Band of Gold
by Maggie Christensen
1- How did you come up
with the idea for "Band of Gold"?
Several years ago I heard of a woman whose husband placed his
wedding ring on the kitchen table on Christmas morning. It stuck in my mind and
eventually became the basis for this novel.The novel follows Anna through the months after her husband leaves her. It’s the story of a woman in her middle years, who is suddenly alone. It’s about how she copes with that, alongside her daughter’s joy in her first love and her parents’ failing health. When the opportunity for a second chance at love comes her way, she struggles to leave the past behind and create a new life for herself. Can she trust again? Does she dare?
2 - Tell us a bit about your current
project.
I’m currently working on a book called The Dreamcatcher .It’s
part of my Oregon Coast series, the first of which, The Sand Dollar, will be
released later this year. The Dreamcatcher is Ellen’s story. Ellen is a minor
character in The Sand Dollar, a Native American who owns a bookshop in
Florence, Oregon.
Ellen has the gift of being able to foretell the
future, but is at a loss to explain her nightmares and the uncanny premonition
she experiences one morning when a dark cloud obscures the sun and she shivers
with a sense of foreboding.
When her brother’s old army friend, Travis, insists
she help him take her brother to hospital, she dismisses him as another of her
brother’s no-hoper buddies, but can’t shake the idea there’s a connection
between her nightmares and Travis’ sudden appearance in her life.
3 - From one immigrant to another
... any regrets?
Absolutely not! I came to Australia in my mid-twenties
attracted by advertisements to ‘Come Teach in the Sun’ which depicted muscular
young men wearing swimmers, gowns and mortar boards standing on beaches.
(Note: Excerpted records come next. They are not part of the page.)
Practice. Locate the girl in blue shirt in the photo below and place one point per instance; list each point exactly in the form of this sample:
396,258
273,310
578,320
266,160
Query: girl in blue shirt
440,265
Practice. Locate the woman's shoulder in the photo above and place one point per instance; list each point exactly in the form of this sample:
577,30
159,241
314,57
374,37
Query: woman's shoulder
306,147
Needless to say, the school I was sent to was nothing like the posters. I came
for two years and stayed to build a career in education, teaching in schools
and colleges. I met my wonderful husband here when we both teaching education
at Wagga Wagga. I came to Australia to exchange the dark, dank winter (and
often summer) days of Scotland with Australian sunshine. Beautiful though the
land of my birth is, I really hated the weather and wanted the adventure of
travel. Having grown up with romantic tales of a great aunt who married an
Australian soldier during the First World War, Australia was my first choice.
Now I live on Queensland’s Sunshine Coast in almost perpetual sunshine. Winter
here is very like the summers I remember in Scotland. What is there to regret?
Blurb:
Author:
Born
and brought up in Scotland, and attracted by advertisements to ‘Come and Teach
in the Sun’, Maggie Christensen emigrated to Australia in her twenties to teach
in primary schools in Sydney. She now lives with her husband of almost thirty
years near Peregian Beach on the Sunshine Coast of Queensland. She loves
walking on the deserted beach in the early mornings and having coffee by the
Noosa River on weekends. After spending many years in teaching, lecturing and
education management, where she wrote course materials and reports, Maggie
began writing the sort of books she enjoys reading, books about women in their
prime, their issues and relationships. Now her days are spent surrounded by
books, either reading or writing them – her idea of heaven! She continues her
love of books as a volunteer with Friends of Noosaville Library where she helps
organise author talks and selects and delivers books to the housebound.